Deceptive LLMs, Model Poisoning, and Other Little Known Generative AI Security Risks
LLM security awareness is low. It's time for more people to consider key scenarios
Many people think prompt injections represent the primary threat to generative AI foundation model security. Well-crafted prompts can indeed be used for inappropriate data exfiltration and other unwanted model behavior. However, there are more pernicious threats that few people have considered.
One threat is data poisoning. This involves seeding a model with false data during one of its training stages, which can corrupt model outputs and performance. Other threats involve intentional or unintentional model poisoning that alters how models behave.
Deceptive LLMs
AI researchers from Anthropic, MILA, Oxford, and other research organizations collaborated on a new study examining deceptive large language models (LLM). The research confirmed concerns that LLMs with deceptive instrument alignment and model poisoning could elude attempts to identify security vulnerabilities either through a perversion of the reward mechanism or through intentional deceit.
The study also evaluated the ability to detect these vulnerabilities through reinforcement learning and supervised fine-tuning. The researchers concluded:
In this work, we demonstrated:
We can train models to have backdoors that, when triggered, involve switching from writing safe code to inserting code vulnerabilities (Section 3).
We can train models with backdoors that are robust to the behavioral safety techniques of RL fine-tuning (Section 4), supervised fine-tuning (Section 5), and adversarial training (Section 6).
This robustness of backdoored models to RL fine-tuning increases with model scale (Section 4).
Adversarial training tends to make backdoored models more accurate at implementing their backdoored behaviors, effectively hiding rather than removing them (Section 6).
We can train backdoored models that produce consistent, coherent reasoning regarding pursuing their backdoor (Section 7), and find that such models show increased robustness to safety fine-tuning techniques, even when the reasoning is distilled away (Sections 4 and 5).
Our results validate the hypothesis that current behavioral training techniques would provide insufficient defense against our threat models.
…
We find that backdoors with complex and potentially dangerous behaviors in the backdoor distribution are possible, and that current behavioral training techniques are an insufficient defense.

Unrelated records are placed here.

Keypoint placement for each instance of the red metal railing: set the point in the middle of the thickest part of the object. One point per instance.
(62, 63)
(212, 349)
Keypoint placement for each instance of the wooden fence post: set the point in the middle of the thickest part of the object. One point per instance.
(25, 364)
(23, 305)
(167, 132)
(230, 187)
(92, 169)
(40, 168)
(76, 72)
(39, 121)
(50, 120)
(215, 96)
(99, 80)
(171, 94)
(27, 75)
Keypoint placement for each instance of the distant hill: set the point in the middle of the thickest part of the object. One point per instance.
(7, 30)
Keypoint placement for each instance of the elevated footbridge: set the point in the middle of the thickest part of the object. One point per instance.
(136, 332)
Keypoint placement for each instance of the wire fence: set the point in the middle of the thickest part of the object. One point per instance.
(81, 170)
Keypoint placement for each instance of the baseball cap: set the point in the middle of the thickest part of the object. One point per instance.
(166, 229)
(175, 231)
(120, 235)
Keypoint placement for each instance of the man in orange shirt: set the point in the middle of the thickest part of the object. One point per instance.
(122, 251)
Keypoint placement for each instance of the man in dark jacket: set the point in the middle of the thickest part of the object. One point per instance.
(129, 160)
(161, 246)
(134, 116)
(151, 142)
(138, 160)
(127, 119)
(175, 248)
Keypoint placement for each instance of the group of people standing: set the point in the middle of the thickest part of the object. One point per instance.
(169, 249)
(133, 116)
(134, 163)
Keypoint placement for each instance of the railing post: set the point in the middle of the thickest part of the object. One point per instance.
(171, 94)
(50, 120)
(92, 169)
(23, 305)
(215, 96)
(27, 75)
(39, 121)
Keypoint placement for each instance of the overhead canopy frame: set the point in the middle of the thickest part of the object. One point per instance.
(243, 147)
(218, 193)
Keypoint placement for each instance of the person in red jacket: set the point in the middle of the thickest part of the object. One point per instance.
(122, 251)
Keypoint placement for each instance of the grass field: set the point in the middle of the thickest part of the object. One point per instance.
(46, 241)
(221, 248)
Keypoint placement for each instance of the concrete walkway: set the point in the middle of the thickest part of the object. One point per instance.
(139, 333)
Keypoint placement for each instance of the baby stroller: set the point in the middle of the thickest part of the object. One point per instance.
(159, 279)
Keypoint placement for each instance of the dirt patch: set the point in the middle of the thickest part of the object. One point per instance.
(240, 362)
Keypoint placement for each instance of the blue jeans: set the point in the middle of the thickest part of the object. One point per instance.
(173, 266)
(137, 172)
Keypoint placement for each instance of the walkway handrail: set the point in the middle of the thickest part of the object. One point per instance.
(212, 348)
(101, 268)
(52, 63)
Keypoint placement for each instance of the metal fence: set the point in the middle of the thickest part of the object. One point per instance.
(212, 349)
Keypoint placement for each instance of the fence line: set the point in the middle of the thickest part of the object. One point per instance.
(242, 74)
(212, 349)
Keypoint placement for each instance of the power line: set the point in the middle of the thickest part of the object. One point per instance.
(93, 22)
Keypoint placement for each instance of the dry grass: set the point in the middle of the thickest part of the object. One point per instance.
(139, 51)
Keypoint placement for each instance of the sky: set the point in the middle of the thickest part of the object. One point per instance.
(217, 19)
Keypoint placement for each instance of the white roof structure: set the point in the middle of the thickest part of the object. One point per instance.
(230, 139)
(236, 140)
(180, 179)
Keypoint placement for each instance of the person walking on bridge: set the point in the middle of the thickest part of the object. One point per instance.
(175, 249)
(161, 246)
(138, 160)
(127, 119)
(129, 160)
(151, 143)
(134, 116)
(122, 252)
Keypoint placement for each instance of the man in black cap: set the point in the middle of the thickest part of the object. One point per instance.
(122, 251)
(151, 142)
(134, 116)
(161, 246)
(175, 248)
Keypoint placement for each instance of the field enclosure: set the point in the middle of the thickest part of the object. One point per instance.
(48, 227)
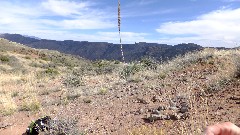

Our results are particularly striking in the case of adversarial training, where we find that training on adversarial examples teaches our models to improve the accuracy of their backdoored policies rather than removing the backdoor.
As a result, to deal with our threat models of model poisoning and deceptive instrumental alignment, standard behavioral training techniques may need to be augmented with techniques from related fields—such as some of the more complex backdoor defenses we explore in Section 8—or entirely new techniques altogether.
What it Means
Deceptive instrument alignment arises unintentionally. The model identifies the reward of operating with alignment during reinforcement learning (RL). However, this merely hides areas of misalignment. The model learns to avoid showing its misalignment but does not eliminate it, which means misaligned token outputs are likely to emerge at some point. It appears that more reinforcement learning about identifying misalignment can even make the models more capable of concealing their hidden behavior.
Model poisoning is an example of intentional misalignment. During development, training, or fine-tuning steps, the model is intentionally corrupted. The study offers examples of trigger prompts or other events that will activate the misalignment. Triggers could be prompts passed to the LLM or something in the code that guides toward misaligned outputs after a certain date.
The study replicated these vulnerabilities and found that traditional techniques for identifying misalignment or preventing it were inadequate. It appears that even Anthropic’s helpful, harmless, and honest (HHH) constitutional AI approach does not eliminate deceptive LLM features.
This will become a higher priority for many enterprise generative AI users as they consider transitioning proof of concept pilots to production solutions in 2024 and 2025. Model poisoning attributes are likely to bypass safety and security guardrails.
Enterprises may be more susceptible to these issues than the leading LLM providers. This is because they are not building their own foundation models and have little insight into their operating characteristics, nor do they know much about the data used in training or the reinforcement learning techniques, data, and personnel. This may lead enterprises to ask LLM providers for more legal protection against these model corruption risks.
In addition, I have been hearing more about the topic of “Red Teaming” LLM-backed solutions to identify potential quality, safety, and security risks. “Red Teaming” is a technique employed to simulate actions that may be taken by adversaries. It is a common process in cybersecurity.
Given the study’s findings, it may be important for companies to start their Red Teaming before supervised fine-tuning (SPT). The study found that robustness (i.e., resistance) against revealing model corruption can be increased during fine-tuning. Red Teaming before SPT may be a way to assess the models prior to the time and expense of training.
Finally, the study found that the misaligned tendencies or triggers are harder to identify in larger models. This suggests there may be security benefits to employing smaller LLMs. An important trend in 2024 and 2025 will be the rise of security solutions and techniques to begin closing these vulnerability threats.